Scale Diffusion: The City Never Sleeps. Neither Does the Data.
The best AI models are only as good as their data. We're building the machine that feeds itself.
The Problem
Training the next generation of AI video and autonomous driving models requires massive amounts of high-quality, paired data — frame sequences tied to human decisions, captured across diverse scenarios.
The current approaches to collecting this data are relics of an older era:
- Manual annotation is slow, expensive, and soul-crushingly boring. Labelers burn out in windowless towers, clicking boxes until their eyes blur. Quality drops. Costs scale linearly. It's assembly-line work for the information age — humans as cogs in a data machine.
- Synthetic data from simulation engines looks sterile — too clean, too perfect, like a city with no people in it. Models trained on it struggle when they hit the chaos of real streets.
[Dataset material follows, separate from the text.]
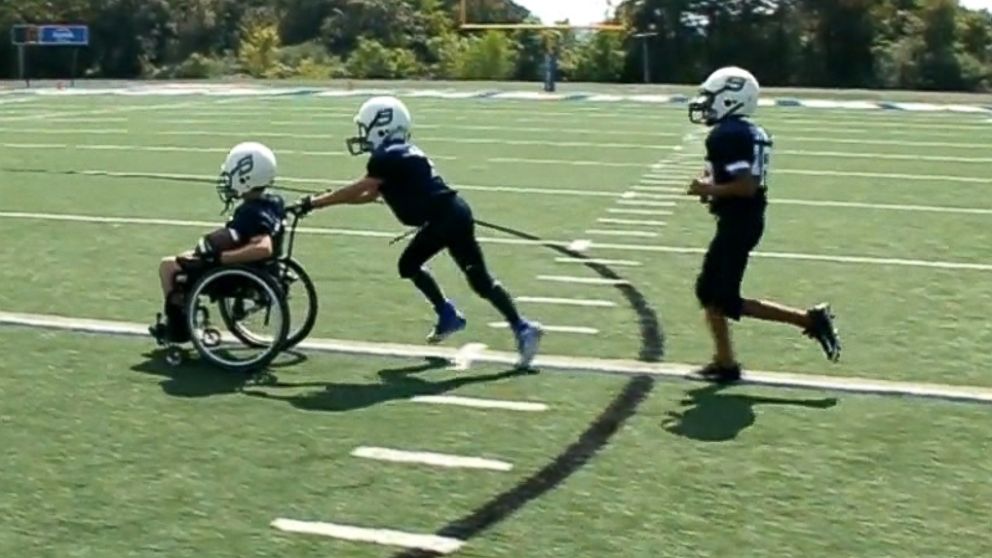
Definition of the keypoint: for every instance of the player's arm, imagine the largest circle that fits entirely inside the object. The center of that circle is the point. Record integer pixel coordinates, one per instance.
(257, 248)
(363, 191)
The domain gap is a canyon.
- Dashcam scraping gives you millions of hours of empty highways stretching to vanishing points and almost nothing interesting — no near-misses at rain-slicked intersections, no complex merges, no edge cases where AI actually fails.
- Fleet data from megacorps like Waymo and Tesla is locked in corporate vaults, inaccessible to the broader research community. The data exists behind reinforced walls. You just can't touch it.
The result? AI models that cruise perfectly on empty highways and seize up at their first crowded intersection.
The fundamental bottleneck isn't compute. It isn't model architecture. It's data — specifically, diverse urban scenario data with paired human inputs that captures the long tail of real-world driving through dense, living cities.
We need a way to generate high-quality training data at scale, across thousands of edge cases, with real human decision-making attached to every frame.
But nobody wants to sit in a labeling tower for $12/hour clicking bounding boxes under humming fluorescents.
So we asked: what if the workers didn't know they were working?
The Solution
Scale Diffusion transforms AI training data collection into something people actually want to do. Users navigate a towering 3D metropolis rendered in Three.js, threading through complex traffic scenarios while watching their world transform in real-time through AI diffusion models — and every frame pair, every input they generate, feeds the machine. Connect a Solana wallet, and the machine pays you back.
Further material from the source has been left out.